China als Gastland auf der Frankfurter Buchmesse - war das nun ein Erfolg, und wenn ja, für wen? Überschaut man die Berichte, dann hat sich der erhoffte Dialog zwischen Parteiherrschaft und Demokratie nicht wirklich ergeben.

China hat sich von einer messetauglichen, auf Hochglanz polierten Sonnenseite präsentiert, linientreue Funktionäre haben kritische Fragen mit Standard-Stanzen abgefertigt, Autoren mit unliebsamen Meinungen durften nicht anreisen.

Andererseits: Trotz des anfänglichen Schlingerkurses der Messeleitung wurde selten so viel über das andere China diskutiert, standen Menschenrechte, Tibet und verfemte Autoren zwar nicht ständig im Fokus, aber auf der Tagesordnung, wurden laut unbequeme Fragen gestellt.

Der Erfolg liegt darin, dass sich immer mehr Menschen mit China beschäftigen, dass das kulturell überreiche Land nicht mehr nur als fernost-exotisch, sondern als Mitglied der internationalen Völkerfamilie wahr und ernst genommen wird.
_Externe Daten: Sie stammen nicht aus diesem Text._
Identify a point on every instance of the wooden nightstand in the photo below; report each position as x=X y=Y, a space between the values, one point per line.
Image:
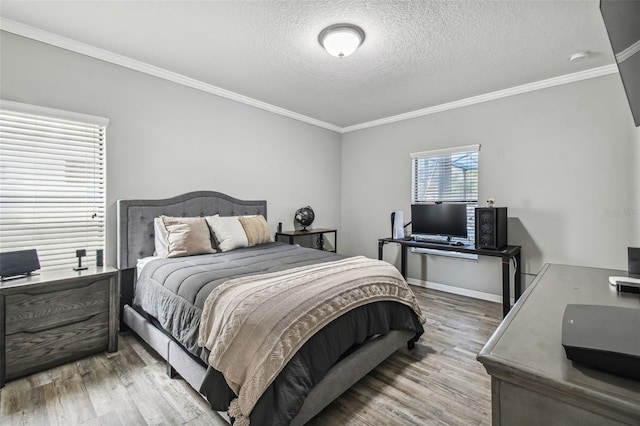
x=57 y=317
x=318 y=231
Das hat genaueres Hinschauen zur Folge und den Anspruch auf wirklichen Dialog. Die kulturellen Unterschiede werden genauer, greifbarer. Sie aber zusammen mit gesellschaftlichen und ideologischen Unterschieden als starrsinniges Argument zu verwenden, das angeblich die Unterdrückung von Meinungen und Menschen rechtfertigt, hat sich weder in der DDR noch in der UdSSR als Zukunftsmodell erwiesen. Es ist auch in China längst als das zu erkennen, was es im Kern ist: eine veraltete und ängstliche Umgangsform mit den Kräften, deren leidenschaftliche Kritik helfen kann, den Weg zu einer menschlicheren Gesellschaft zu finden.

Das hilft den in China inhaftierten oder mit Publikationsverbot belegten Autoren noch nicht viel - ihr Schicksal bleibt, so wie langjährige Lagerstrafen und Hinrichtungen, eine ständige Mahnung und Herausforderung, die den ganz selbstverständlichen Umgang mit China noch für längere Zeit belastet.

Dass man mit abweichenden Ansichten anders umgehen kann, ohne dass jemand sein Gesicht verliert oder gleich der Staat gefährdet ist, werden manche der Chinesen, die die Messe besucht haben, als erstaunliche Erfahrung mitnehmen. Auch wenn sie es zunächst nicht laut sagen.